図1は、実施形態例に係るペーパージャム予測システム100を示す。ペーパージャム予測システム100は、複数のMFP104(104a、104b乃至104n)を有する。複数のMFP104は、地理的に分散している。1以上のMFP104は、単一のビジネスロケーション(建物)108に位置しても良い。また、単一のビジネスの複数のロケーション(建物)に亘って位置しても良い。また、複数のビジネスに亘って位置しても良い。全てのMFP104は、ネットワーククラウド112を介してデータ通信可能に構成される。ネットワーククラウド112は、好適には、Local Wide Area Network(LAN)又はWide Area Network(WAN)の一部または全てを含む。WANは、グローバルインターネットを含んでも良い。ネットワーククラウド112のデータ通信は、さらにデータ分析及び機械学習サービスを含む。このサービスは、1以上のサーバ116を含む。複数のMFP104は、それぞれ、デバイスの1以上のステータスをモニタするよう構成された1以上のコンポーネントを有する。ステータスは、サーバ116にレポートされる。
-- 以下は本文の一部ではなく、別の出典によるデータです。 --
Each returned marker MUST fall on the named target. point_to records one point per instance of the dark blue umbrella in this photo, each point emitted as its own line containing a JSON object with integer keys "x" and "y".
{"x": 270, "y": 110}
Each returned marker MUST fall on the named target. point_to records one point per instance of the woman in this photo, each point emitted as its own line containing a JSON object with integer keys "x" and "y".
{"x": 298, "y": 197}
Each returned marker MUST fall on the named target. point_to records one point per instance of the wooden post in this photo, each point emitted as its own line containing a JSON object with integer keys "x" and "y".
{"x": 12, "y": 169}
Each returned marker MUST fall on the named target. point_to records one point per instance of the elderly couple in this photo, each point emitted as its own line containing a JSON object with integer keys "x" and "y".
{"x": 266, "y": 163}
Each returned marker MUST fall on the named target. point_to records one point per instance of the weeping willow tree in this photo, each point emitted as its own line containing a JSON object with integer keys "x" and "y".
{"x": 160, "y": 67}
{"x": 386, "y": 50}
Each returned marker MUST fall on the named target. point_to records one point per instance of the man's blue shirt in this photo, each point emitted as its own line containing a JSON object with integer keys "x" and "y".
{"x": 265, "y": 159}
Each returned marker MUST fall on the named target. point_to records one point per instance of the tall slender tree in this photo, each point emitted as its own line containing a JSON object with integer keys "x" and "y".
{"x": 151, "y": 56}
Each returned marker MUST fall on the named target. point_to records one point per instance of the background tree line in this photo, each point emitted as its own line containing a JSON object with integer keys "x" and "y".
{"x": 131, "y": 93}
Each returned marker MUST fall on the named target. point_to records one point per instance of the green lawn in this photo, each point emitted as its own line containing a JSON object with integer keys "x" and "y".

サーバ116は、大容量記憶装置に付加的情報(リペア履歴、及びデバイスメンテナンススケジュール等)を記憶する。好適には、付加的情報は1以上のサービス技術者に対応するように記憶される。また、サーバ116は、複数のMFP104から送信されてくるMFPデータを大容量記憶装置に蓄積する。MFPデータは、例えば、ペーパージャムサービス訪問データ、ペーパージャムエラーの日次数、ページプリントの日次数、前回のペーパージャムに関するパーツ交換からの経過時間、曜日、月、強制デバイスシャットダウンの頻度、及び環境的要因(温度、湿度、接地安定、気圧等)を含む。更に、サーバ116は、利用可能な情報を使用して、実際の故障が発生する前に、発生する可能性のあるMFPデバイスのペーパージャムを含む故障を予測する。この情報は、無線通信によりサービス技術者124の携帯端末120(タブレットコンピュータ又はスマートフォン)を介して、サービス技術者又はサービスセンタに送信される。サーバ116は、故障が予測される特定のMFPデバイス関して、推奨されるメンテナンス手順及びに必要となるパーツの情報を記憶する。
図2は、本実施形態が適用される、ネットワーク接続されたデジタルデバイスの構成を示す図である。デジタルデバイスは、ドキュメント描画システム200を含む。ドキュメント描画システム200は、図1のMFP104に含まれる。ドキュメント描画システム200は、インテリジェントコントローラ201を有する。インテリジェントコントローラ201は、コンピュータシステム自体である。従って、MFP自体が、本性能を有するクラウドサーバとして機能することが出来る。インテリジェントコントローラ201は、1以上のプロセッサ202を含む。プロセッサ202はデータバス212を介して、不揮発性のメモリ204(ROM)及びランダムアクセスメモリ(RAM)206をアクセスして、データの読み書きを実行する。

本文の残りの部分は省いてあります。